One concern, in a country where just six per cent of the land is arable, is food security. Mr Hutton believes state governments – which have the power to approve or block new mines – are failing to manage the boom responsibly. "They have simply opened the doors and said 'go to it, boys', and these largely foreign mining companies have done just that."
Critics also accuse Australia, one of the world's largest per capita carbon emitters, of exporting dirty fuel. The country's second biggest customer (after Japan) is China, whose appetite for coal – to feed its breakneck industrialisation – is expected only to grow. Demand from India is soaring, too.
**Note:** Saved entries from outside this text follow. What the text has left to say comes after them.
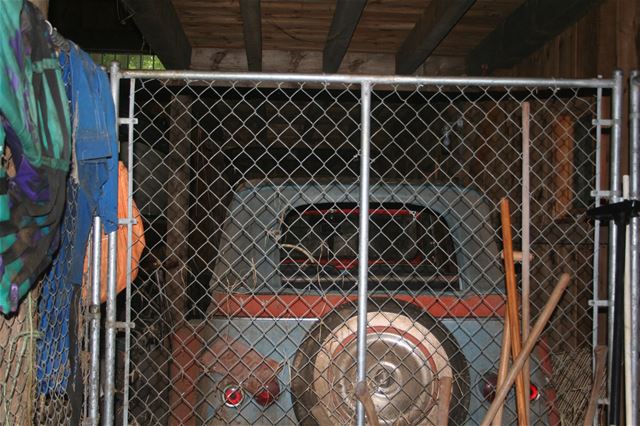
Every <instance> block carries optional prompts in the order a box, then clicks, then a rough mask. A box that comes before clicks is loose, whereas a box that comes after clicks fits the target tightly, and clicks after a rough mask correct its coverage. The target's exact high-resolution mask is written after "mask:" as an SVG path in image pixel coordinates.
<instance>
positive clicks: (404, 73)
mask: <svg viewBox="0 0 640 426" xmlns="http://www.w3.org/2000/svg"><path fill="white" fill-rule="evenodd" d="M474 2H475V0H432V1H431V2H430V3H429V5H428V6H427V7H426V8H425V9H424V12H423V13H422V15H421V16H420V18H419V19H418V22H416V25H415V26H414V27H413V29H412V30H411V32H410V33H409V35H408V36H407V38H406V39H405V40H404V42H403V43H402V45H401V46H400V49H398V52H397V53H396V74H411V73H413V72H414V71H415V70H416V69H418V67H419V66H420V65H422V63H423V62H424V61H425V60H426V59H427V58H428V57H429V55H431V53H432V52H433V50H434V49H435V48H436V47H438V45H439V44H440V42H441V41H442V40H443V39H444V38H445V37H446V36H447V34H449V31H451V29H452V28H453V27H454V26H455V25H456V23H458V21H459V20H460V18H462V16H463V15H464V14H465V13H466V11H467V10H468V9H469V8H470V7H471V5H472V4H473V3H474Z"/></svg>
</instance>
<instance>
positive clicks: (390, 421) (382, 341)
mask: <svg viewBox="0 0 640 426" xmlns="http://www.w3.org/2000/svg"><path fill="white" fill-rule="evenodd" d="M369 195H370V210H369V215H370V235H369V241H370V243H369V265H368V271H369V283H368V285H369V292H370V300H369V303H368V329H367V351H368V355H367V377H368V385H369V390H370V392H371V397H372V400H373V403H374V405H375V407H376V411H377V415H378V417H379V421H380V423H381V424H385V425H398V424H407V425H432V424H435V415H436V411H437V402H438V396H439V392H440V391H441V389H440V384H441V380H440V379H441V378H442V377H444V376H450V377H452V378H453V388H452V397H451V404H450V416H449V424H450V425H462V424H477V423H479V422H480V421H481V420H482V418H483V417H484V414H485V412H486V410H487V408H488V407H489V404H490V400H491V399H492V397H493V391H494V387H495V377H496V376H495V375H496V372H497V369H498V364H499V356H500V344H501V339H502V332H503V318H504V308H505V306H504V302H505V297H504V290H503V289H504V274H503V272H502V268H501V262H502V261H501V257H500V251H499V249H498V244H497V241H496V240H497V238H496V235H497V234H496V230H495V229H494V228H493V227H492V226H491V224H490V220H489V218H490V216H491V213H492V211H494V209H495V206H494V204H493V203H491V202H490V200H489V199H488V198H487V197H485V196H483V195H481V194H480V193H478V192H477V191H475V190H473V189H471V188H462V187H457V186H454V185H450V184H449V185H433V184H426V183H412V182H406V181H396V182H393V181H377V182H372V184H371V186H370V189H369ZM358 199H359V186H358V182H357V181H356V180H349V179H331V180H327V181H322V180H308V179H282V180H270V181H266V180H265V181H248V182H245V183H243V184H242V185H240V186H239V187H238V188H237V190H236V191H235V192H234V197H233V199H232V201H231V203H230V205H229V210H228V215H227V217H226V219H225V220H224V223H223V224H222V237H221V240H220V246H219V255H218V259H217V262H216V265H215V268H214V274H213V279H212V281H211V292H212V303H211V306H210V307H209V310H208V318H207V319H206V321H204V322H203V323H201V324H200V325H199V330H200V334H201V339H202V340H203V341H204V342H205V350H204V351H202V352H201V355H200V359H199V362H200V363H201V365H204V370H203V374H202V375H201V379H200V380H199V382H198V392H197V393H198V395H199V397H198V402H197V405H198V408H197V413H198V415H197V417H198V419H199V422H200V423H201V424H278V425H287V424H291V425H294V424H320V425H337V424H353V422H354V417H355V399H354V385H355V369H356V341H357V339H356V319H357V308H356V304H355V295H356V292H357V270H358V219H359V214H360V211H359V208H358ZM540 354H541V352H537V355H535V356H533V357H532V363H531V370H532V375H531V395H530V397H531V398H530V399H531V401H530V407H531V417H530V424H532V425H536V424H545V425H546V424H550V420H549V419H550V415H549V413H550V409H549V406H550V405H552V404H550V403H551V402H552V401H551V400H550V399H551V398H552V396H553V392H551V391H549V390H548V389H546V388H545V386H547V385H546V383H547V376H548V374H549V372H548V369H545V368H544V367H545V365H544V364H545V363H546V361H548V360H547V359H546V358H547V357H546V356H545V355H544V353H542V355H540ZM540 360H543V361H545V362H541V361H540ZM506 407H507V408H506V409H505V412H504V418H503V421H504V424H512V423H514V422H515V402H514V395H513V392H512V393H511V394H510V395H509V396H508V399H507V403H506Z"/></svg>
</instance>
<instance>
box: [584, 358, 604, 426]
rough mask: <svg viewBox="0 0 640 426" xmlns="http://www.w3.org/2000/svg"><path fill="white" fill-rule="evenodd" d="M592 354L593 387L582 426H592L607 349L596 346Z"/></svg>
mask: <svg viewBox="0 0 640 426" xmlns="http://www.w3.org/2000/svg"><path fill="white" fill-rule="evenodd" d="M594 352H595V355H596V371H595V373H594V375H593V385H592V386H591V397H590V398H589V405H587V414H586V415H585V416H584V426H591V425H592V424H593V417H594V416H595V415H596V406H597V404H598V397H599V396H600V391H601V390H602V382H604V366H605V361H606V359H607V357H606V354H607V347H606V346H597V347H596V349H595V351H594Z"/></svg>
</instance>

In Acland, Mr Beutel spends his days tending the public gardens planted by his parents and photographing the abundant wildlife, which includes frogs, butterflies and birds. His own garden is a riot of native plants and trees. Watching the town die around him has been "very stressful, very difficult", he says, but he does not regret staying on. And what remains is still important.
"A fellow who used to live here and came back to visit said how much he appreciated still being able to drive around the streets. A lady who had buried her dog in the park came back to exhume it when she heard the town was going to be mined. She was so pleased to find the park still being looked after."
He adds: "I think the town really serves as a monument to the horror of some of these mining companies. We hear about floods and bushfires and tsunamis, but the business world impacts in a similar way. It's no different to a Nagasaki or a Hiroshima bombed with a nuclear bomb."
New Hope Mining did not return calls from The Independent.